Kaka

28 8 5
                                    

"Tapi kalo dijadiin pecahan, hasilnya desimal, ya? Ngerti, semua?"

"Elhamka?"

"Ka,"

Aku menoleh, mendapati Ash yang kini menunjuk mr. Felix didepan,

"Elhamka, bisa kerjain yang ini?"

Aku menggeleng pelan.
"Sir?"

"Ya?"

"Izin keluar ya, om ku nelfon." Bohongku, yang tanpa nunggu jawabannya langsung bawa tas keluar.

Mau ngapain? Ya pergi dari sini, lah.

Jalanku makin cepat; menarik nafas lega saat akhirnya bisa keluar dari gerbang sekolah tanpa ketauan siapapun. Persetan sama hukuman yang bakal dikasih nanti, yang penting sekarang aku bebas dari sini.

Kalo kakak tau aku kabur, dia marah gak ya?

Masa bodo dengan itu juga; aku berjalan menuju jalan raya; menyusuri cat kuning pinggir jalan yang entah dimana ujungnya. Aku cuma ingin cari tempat sepi; setelahnya, entah mau apalagi.

Maksud om Ben tadi malem apa, ya?

"The city of townsville," gumamku, meniru opening power puff girls. "Ah, pusing!"

Kamu harus bikin kak Luke seneng, Ka. Jangan bikin dia marah.

Aku berjalan menuju padang rumput luas dan sepi yang didepannya terdapat sungai kecil. Kata kata Ash tentang kak Luke masih bersarang dikepalaku; diam diam merasa bersalah juga, karena kalau sampai kak luke tau aku kabur dari sekolah, dia pasti marah.

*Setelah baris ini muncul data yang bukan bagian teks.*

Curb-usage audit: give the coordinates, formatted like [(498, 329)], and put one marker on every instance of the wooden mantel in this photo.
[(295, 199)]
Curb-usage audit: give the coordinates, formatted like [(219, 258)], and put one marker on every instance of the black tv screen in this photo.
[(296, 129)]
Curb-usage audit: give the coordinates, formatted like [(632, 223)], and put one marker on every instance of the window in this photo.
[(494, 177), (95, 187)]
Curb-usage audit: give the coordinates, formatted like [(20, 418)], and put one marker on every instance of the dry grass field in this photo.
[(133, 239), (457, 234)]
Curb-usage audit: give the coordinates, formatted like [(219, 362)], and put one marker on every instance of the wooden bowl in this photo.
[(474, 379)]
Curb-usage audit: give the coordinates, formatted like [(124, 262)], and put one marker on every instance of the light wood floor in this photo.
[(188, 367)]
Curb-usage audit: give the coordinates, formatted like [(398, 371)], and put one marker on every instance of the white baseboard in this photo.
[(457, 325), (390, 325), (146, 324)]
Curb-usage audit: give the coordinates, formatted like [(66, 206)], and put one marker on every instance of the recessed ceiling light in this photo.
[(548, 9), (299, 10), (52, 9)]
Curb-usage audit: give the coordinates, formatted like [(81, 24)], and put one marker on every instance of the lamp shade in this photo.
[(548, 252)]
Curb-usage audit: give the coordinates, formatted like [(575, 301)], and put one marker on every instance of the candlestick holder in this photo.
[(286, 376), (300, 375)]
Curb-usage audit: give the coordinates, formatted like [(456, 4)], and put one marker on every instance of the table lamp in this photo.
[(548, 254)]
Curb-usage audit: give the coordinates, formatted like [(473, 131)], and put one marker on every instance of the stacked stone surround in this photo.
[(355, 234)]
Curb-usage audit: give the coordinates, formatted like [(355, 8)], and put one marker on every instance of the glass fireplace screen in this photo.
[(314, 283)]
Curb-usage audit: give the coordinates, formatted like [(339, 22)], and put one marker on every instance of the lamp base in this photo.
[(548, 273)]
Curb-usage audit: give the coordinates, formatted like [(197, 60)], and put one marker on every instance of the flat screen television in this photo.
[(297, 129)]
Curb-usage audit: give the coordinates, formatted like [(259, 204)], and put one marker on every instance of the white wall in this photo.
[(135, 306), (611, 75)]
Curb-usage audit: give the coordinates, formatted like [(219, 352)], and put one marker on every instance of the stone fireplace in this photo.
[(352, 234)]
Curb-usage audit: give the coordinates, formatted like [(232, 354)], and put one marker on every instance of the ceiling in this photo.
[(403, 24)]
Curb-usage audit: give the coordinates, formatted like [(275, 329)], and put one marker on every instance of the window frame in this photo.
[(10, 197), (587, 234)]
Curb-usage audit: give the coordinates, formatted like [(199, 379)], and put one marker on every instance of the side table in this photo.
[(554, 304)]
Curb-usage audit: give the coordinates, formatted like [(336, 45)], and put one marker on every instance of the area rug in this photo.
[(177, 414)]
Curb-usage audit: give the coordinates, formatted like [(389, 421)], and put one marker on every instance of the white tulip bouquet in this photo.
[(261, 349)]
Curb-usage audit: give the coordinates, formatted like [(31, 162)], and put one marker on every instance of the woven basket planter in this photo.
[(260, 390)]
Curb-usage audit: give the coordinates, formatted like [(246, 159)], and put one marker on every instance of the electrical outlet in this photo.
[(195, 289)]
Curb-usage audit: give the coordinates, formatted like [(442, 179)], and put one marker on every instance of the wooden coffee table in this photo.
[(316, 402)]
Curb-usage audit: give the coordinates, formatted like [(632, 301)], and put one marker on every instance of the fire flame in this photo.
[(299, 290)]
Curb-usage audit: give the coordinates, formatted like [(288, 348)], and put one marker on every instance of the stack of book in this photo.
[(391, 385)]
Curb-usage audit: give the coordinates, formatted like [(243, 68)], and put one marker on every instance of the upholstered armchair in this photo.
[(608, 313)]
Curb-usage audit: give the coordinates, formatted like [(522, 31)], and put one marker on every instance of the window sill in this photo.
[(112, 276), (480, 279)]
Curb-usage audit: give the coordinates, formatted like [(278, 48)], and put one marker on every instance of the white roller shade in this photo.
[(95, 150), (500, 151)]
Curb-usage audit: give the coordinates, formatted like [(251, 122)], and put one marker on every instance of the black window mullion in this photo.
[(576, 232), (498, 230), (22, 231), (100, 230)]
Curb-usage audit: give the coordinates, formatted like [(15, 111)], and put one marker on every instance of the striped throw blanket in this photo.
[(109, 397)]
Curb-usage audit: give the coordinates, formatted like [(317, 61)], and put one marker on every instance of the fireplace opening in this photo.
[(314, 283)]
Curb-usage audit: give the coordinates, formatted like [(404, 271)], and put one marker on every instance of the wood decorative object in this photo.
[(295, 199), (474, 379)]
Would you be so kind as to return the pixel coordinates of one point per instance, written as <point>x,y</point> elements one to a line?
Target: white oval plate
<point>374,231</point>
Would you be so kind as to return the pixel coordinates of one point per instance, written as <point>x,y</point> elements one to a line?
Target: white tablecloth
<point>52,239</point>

Aku duduk di pinggir sungai; pantulan wajahku terpampang di air.

Kok mataku jadi bengkak banget?

Kok bibirnya jadi beda, ya? Dulu kayaknya tiap ngaca aku senyum...

Tadi pagi, aku bangun dengan mood yang jeleeeek banget. Kayak habis nangis semaleman; pokoknya jadi sedih; sedih banget, gak tau ada apa.

Aku mau kakak...

"Woy,"

Aku menoleh; mengernyit heran.

Kak Cal?

Dia ngapain disini?

"Kenapa?" Tanyaku acuh; mau dia marah marah, atau mukulin aku lagi, semuanya masa bodo sekarang.

"Ngapain lo disini?" Ia mengulum rokok sebelum akhirnya menjepitnya dengan dua jari; matanya masih sinis menatapku, seperti biasa. "Cabut kan lo?"

Paling bentar lagi ngomong 'ini tempat gue, lo sana dong!' Gitu.

Kalo dia begitu, aku geser ke ujung deh.

"Nggak, udah pulang." Bohongku lagi.

"Boong."

Aku nggak menjawab.

Kok dia ngga ngomong gitu, ya?

Ia duduk gak jauh dariku; melempar batu kecil ke sungai; suaranya terdengar sampai kesini.

"Badanku terkujur kaku, bentuk malang melintang," kak Cal bersenandung. "Tertutup mataku namun cahaya semakin terang."

"Jiwaku mengambang tinggi terus melayang-layang."

"—Nyawaku dirampas namun kita yang jaya perang."

Senandungan kak Cal membuat pikiranku lari pada orang yang pasti—atau mungkin—marah, jika tau aku kabur dari sekolah hari ini.